Dennis Piers

Personal information
- Full name: Dennis Walter Piers
- Born: 10 May 1929 Leribe, Basutoland
- Died: 9 September 2005 (aged 76) Randburg, Gauteng, South Africa

Domestic team information
- 1947/48: Orange Free State

Career statistics
| Competition | First-class |
| Matches | 2 |
| Runs scored | 41 |
| Batting average | 10.25 |
| 100s/50s | 0/0 |
| Top score | 24 |
| Catches/stumpings | 0/– |
- Source: CricketArchive, 10 September 2015

= Dennis Piers =

South African cricketer

Dennis Walter Piers (10 May 1929 – 9 September 2005) was a South African cricketer who played two first-class matches for Orange Free State during the 1947–48 season.
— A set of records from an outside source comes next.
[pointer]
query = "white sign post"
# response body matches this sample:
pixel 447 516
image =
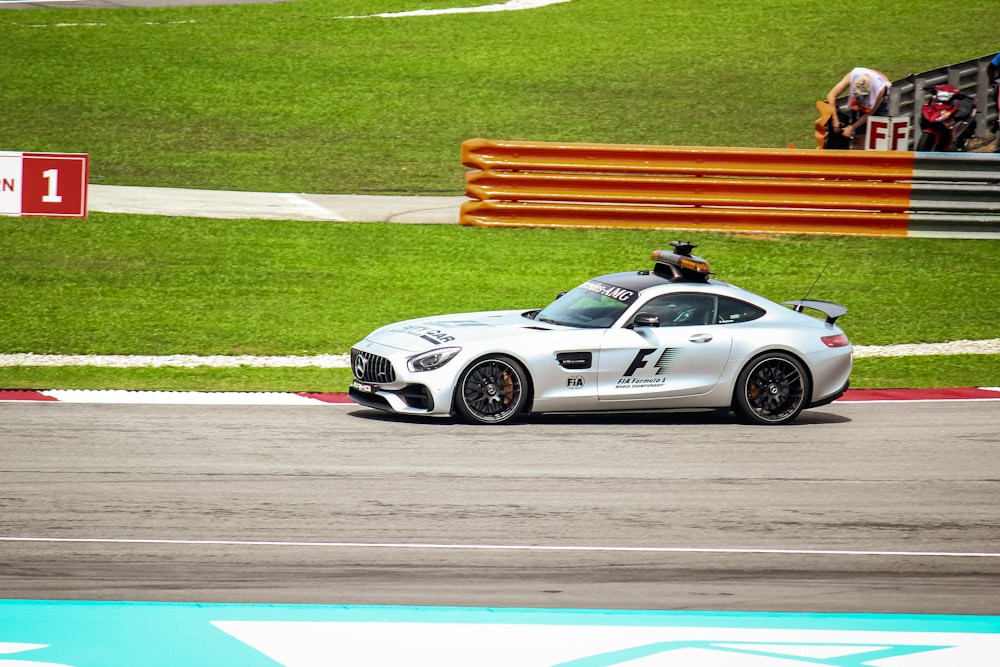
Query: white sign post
pixel 888 134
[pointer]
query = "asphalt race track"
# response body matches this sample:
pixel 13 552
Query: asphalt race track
pixel 859 507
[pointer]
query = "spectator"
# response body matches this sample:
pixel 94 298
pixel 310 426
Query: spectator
pixel 869 96
pixel 993 72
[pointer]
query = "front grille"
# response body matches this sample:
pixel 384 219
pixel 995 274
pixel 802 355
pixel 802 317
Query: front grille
pixel 370 367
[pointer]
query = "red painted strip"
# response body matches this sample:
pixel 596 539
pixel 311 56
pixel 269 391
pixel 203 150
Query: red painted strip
pixel 24 395
pixel 325 397
pixel 958 393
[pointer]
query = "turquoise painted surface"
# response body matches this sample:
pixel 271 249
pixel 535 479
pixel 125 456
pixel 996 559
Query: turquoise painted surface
pixel 122 634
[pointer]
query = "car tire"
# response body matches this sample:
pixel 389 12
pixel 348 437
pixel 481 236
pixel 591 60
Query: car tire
pixel 492 390
pixel 772 389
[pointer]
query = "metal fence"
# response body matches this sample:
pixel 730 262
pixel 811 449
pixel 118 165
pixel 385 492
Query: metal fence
pixel 969 77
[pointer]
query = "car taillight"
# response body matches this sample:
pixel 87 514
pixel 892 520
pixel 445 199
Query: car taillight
pixel 840 340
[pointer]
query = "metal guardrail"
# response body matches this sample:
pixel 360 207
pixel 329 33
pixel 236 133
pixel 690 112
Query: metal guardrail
pixel 907 94
pixel 889 193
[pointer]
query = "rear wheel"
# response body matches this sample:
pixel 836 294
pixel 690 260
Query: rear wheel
pixel 772 389
pixel 493 390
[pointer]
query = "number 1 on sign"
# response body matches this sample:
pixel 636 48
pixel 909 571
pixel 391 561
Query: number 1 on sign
pixel 52 177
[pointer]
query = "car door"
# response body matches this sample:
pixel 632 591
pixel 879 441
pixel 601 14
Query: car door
pixel 684 356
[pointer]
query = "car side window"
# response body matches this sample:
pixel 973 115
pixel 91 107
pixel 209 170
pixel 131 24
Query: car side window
pixel 678 310
pixel 732 311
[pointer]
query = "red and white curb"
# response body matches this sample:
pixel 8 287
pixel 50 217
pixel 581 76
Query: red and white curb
pixel 332 398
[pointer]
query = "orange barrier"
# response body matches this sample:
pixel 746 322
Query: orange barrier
pixel 546 214
pixel 517 183
pixel 771 192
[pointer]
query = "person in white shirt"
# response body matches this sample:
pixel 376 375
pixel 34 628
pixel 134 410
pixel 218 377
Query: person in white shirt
pixel 869 96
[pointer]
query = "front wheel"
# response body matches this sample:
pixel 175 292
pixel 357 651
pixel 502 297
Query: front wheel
pixel 493 390
pixel 772 389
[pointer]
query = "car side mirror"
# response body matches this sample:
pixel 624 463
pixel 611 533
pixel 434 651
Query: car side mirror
pixel 645 320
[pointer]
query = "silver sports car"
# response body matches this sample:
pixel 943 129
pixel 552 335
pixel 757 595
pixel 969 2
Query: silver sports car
pixel 665 338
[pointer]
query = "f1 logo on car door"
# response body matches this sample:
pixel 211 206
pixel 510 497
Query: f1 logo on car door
pixel 651 362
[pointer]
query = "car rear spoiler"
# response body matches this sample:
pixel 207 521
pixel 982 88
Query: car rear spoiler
pixel 830 309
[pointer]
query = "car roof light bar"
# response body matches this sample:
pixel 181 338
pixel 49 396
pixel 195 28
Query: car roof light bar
pixel 680 265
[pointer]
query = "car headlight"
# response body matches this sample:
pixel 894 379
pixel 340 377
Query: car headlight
pixel 428 361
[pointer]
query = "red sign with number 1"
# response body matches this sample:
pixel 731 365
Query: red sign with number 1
pixel 44 184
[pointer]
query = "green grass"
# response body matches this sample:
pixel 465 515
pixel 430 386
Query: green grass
pixel 289 97
pixel 125 284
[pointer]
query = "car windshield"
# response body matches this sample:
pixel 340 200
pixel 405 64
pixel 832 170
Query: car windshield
pixel 595 305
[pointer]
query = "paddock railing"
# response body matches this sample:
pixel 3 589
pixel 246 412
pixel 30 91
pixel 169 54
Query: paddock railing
pixel 890 193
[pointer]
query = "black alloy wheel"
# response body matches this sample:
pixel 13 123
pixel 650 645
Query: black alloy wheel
pixel 493 390
pixel 772 389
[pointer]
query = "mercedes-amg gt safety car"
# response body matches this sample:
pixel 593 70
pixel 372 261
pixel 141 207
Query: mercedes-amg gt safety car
pixel 666 338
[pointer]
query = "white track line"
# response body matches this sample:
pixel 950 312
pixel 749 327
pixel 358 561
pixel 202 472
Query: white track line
pixel 510 547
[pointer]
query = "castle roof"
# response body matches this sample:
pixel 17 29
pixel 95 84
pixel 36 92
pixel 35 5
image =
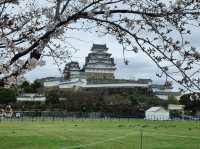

Piers was born in Leribe (or Hlotse), in what is now Lesotho (previously part of the British colony of Basutoland). He is one of only a handful of first-class cricketers to be born in that country. (Note: Others include Alan Barr, George Boyes, Harry Boyes, Reginald Lagden, Ronald Lagden, and Arthur Lewis.) Both of Piers' matches for Orange Free State came in March 1948, towards the end of that season's Currie Cup. On debut against Western Province, he scored 24 and 6, while in the next match, against Eastern Province, he scored a duck in the first innings and 11 run in the second. In all four of his innings, he came in ninth in the batting order. Despite making his debut at the age of 17, Piers played no further matches for Orange Free State. He died in Randburg, a suburb of Johannesburg, in September 2005, aged 76.